Nella poesia “Il dubbio” la revisione nella nuova raccolta si muove con un sapiente coinvolgimento del lettore nel terzo verso e ridestando la sua attenzione nell’osservare insieme al poeta ciò che sta per avvenire: “Un soffio accende voci di foglie / dell’albero immoto, / e t’accorgi ch’è vivo.” Coinvolgimento che prosegue fino all’immagine finale dell’inquieto viandante che va “in cerca d’un letto, dove lasciarsi / andare ed infine dormire.”

Mi piace inoltre segnalare alcuni altri testi che mi hanno colpito nella lettura e rilettura.
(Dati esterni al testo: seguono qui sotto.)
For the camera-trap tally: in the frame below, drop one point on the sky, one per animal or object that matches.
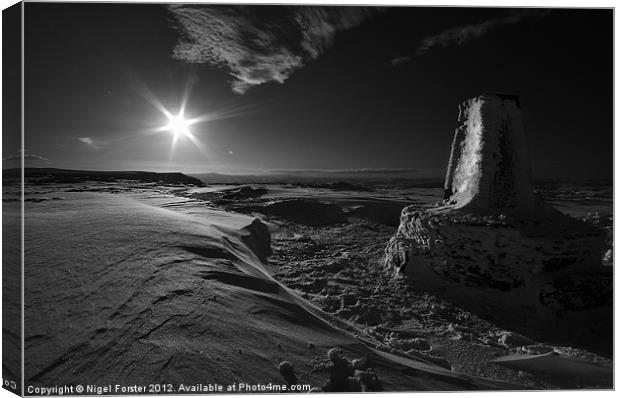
(291, 87)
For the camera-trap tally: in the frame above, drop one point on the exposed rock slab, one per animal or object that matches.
(493, 247)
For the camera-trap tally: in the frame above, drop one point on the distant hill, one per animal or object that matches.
(51, 175)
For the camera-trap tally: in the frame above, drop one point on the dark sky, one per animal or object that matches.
(309, 88)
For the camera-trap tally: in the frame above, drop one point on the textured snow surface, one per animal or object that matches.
(148, 288)
(498, 251)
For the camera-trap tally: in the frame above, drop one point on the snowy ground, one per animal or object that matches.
(142, 283)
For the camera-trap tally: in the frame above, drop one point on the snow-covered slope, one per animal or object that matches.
(150, 288)
(494, 248)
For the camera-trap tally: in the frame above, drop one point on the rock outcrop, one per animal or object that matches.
(495, 248)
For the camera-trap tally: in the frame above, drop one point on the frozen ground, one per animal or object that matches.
(140, 282)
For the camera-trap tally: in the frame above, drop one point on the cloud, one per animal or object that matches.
(27, 157)
(89, 141)
(259, 44)
(466, 33)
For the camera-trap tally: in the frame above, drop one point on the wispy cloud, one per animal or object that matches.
(463, 34)
(89, 141)
(259, 44)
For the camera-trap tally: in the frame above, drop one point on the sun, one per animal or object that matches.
(178, 125)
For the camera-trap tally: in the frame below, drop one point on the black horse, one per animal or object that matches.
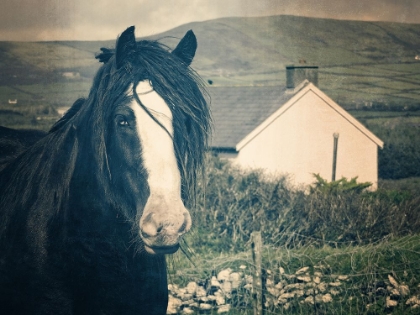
(15, 141)
(88, 211)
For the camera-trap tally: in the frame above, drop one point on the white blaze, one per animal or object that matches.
(157, 146)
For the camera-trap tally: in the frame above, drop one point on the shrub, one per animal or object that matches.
(236, 203)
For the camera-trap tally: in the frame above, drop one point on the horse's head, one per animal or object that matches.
(157, 136)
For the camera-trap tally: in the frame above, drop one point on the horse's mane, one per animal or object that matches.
(42, 175)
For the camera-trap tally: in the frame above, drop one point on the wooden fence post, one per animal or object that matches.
(256, 245)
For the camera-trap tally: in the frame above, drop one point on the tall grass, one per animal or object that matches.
(235, 203)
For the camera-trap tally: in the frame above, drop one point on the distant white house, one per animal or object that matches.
(71, 75)
(296, 130)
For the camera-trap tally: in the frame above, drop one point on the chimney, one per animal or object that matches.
(295, 75)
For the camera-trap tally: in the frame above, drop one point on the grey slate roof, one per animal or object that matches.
(238, 110)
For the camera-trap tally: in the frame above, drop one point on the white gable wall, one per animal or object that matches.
(299, 142)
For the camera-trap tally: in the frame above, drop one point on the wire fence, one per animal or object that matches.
(379, 278)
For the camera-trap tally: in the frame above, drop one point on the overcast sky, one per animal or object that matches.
(36, 20)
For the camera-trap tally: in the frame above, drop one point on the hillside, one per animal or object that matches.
(361, 63)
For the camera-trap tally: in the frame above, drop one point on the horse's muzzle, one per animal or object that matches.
(163, 224)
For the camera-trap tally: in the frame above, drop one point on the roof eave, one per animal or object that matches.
(283, 108)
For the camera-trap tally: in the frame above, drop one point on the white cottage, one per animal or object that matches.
(296, 130)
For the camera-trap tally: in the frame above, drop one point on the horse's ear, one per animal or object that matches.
(126, 44)
(186, 48)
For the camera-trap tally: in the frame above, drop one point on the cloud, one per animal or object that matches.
(104, 19)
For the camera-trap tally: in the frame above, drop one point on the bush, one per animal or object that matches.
(236, 203)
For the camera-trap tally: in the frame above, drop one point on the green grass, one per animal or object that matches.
(365, 267)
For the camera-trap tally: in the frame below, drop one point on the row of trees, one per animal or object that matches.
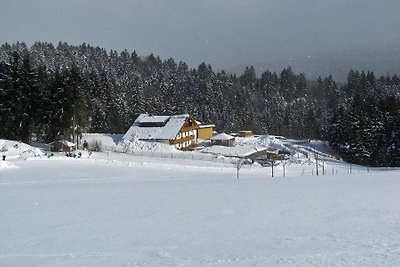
(49, 90)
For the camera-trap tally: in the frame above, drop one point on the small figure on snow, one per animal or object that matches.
(85, 145)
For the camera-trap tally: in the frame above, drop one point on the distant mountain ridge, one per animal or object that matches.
(381, 60)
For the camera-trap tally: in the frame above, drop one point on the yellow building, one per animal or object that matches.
(205, 132)
(245, 133)
(178, 130)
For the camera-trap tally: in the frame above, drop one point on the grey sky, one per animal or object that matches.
(223, 33)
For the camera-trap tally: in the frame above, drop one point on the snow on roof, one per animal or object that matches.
(168, 131)
(222, 136)
(207, 126)
(67, 143)
(154, 119)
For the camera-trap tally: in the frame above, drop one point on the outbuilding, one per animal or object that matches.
(62, 146)
(223, 139)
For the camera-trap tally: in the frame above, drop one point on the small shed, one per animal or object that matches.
(245, 133)
(223, 139)
(62, 146)
(205, 132)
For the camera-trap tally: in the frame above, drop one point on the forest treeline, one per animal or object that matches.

“Tachicardia” (p. 9) in cui il poeta-medico si ausculta e ricorrono termini del mestiere: “Sfamati così / tanti dubbi, hai ancora domande. // Concertando la felicità, / hai composto un’aritmia. // Già parli al passato – non vedi? – / la sete rallenta la corsa, / ma curioso è il nistagmo, / talvolta s’immerge / in respiro sospeso / a domare il galoppo.” Una curiosità Il termine nistagmo, dal greco nystagmós, sonnolenza, si riferisce a movimenti oscillatori, ritmici e involontari dei bulbi oculari.

In “Nello stesso respiro” (p. 12) il poeta dialoga con la moglie sui figli ed affiora una certa sua invidia: “Tu li hai vissuti nel grembo, / io solamente abbracciati. / Non temi il distacco, perché / hai sofferto lo strappo, / quel taglio di fune sanguigna / che lega la vita al suo seme. / Io padre, pretesa misura / di gesti, passioni – oggi ormai ieri – / dovrò farmi ricordo, pensieri”… Fortunatamente “Resta il soffio, portato/da noi, nello stesso respiro”.

Interrogativi senza risposta pendono in “Attesa” (p. 16). “Mi chiedo se udite / i miei gesti, i pensieri. / Ma voi in silenzio, / aspettate che il fuoco / di stelle consumi / la notte, la civetta / si annidi e l’allodola canti.

Segnalo “Eredità” (p. 30) dedicata ai figli che sono diventati grandi e al difficile dialogo intergenerazionale in cui noi genitori non possiamo non ritrovarci coinvolti, bellissima, per intero, e di cui cito solo il magnifico incipit: “Voi figli amati ad uno ad uno / perle preziose dal mio primo sguardo, / state racchiusi nelle vostre mura, / siepi pungenti, fatte di silenzio.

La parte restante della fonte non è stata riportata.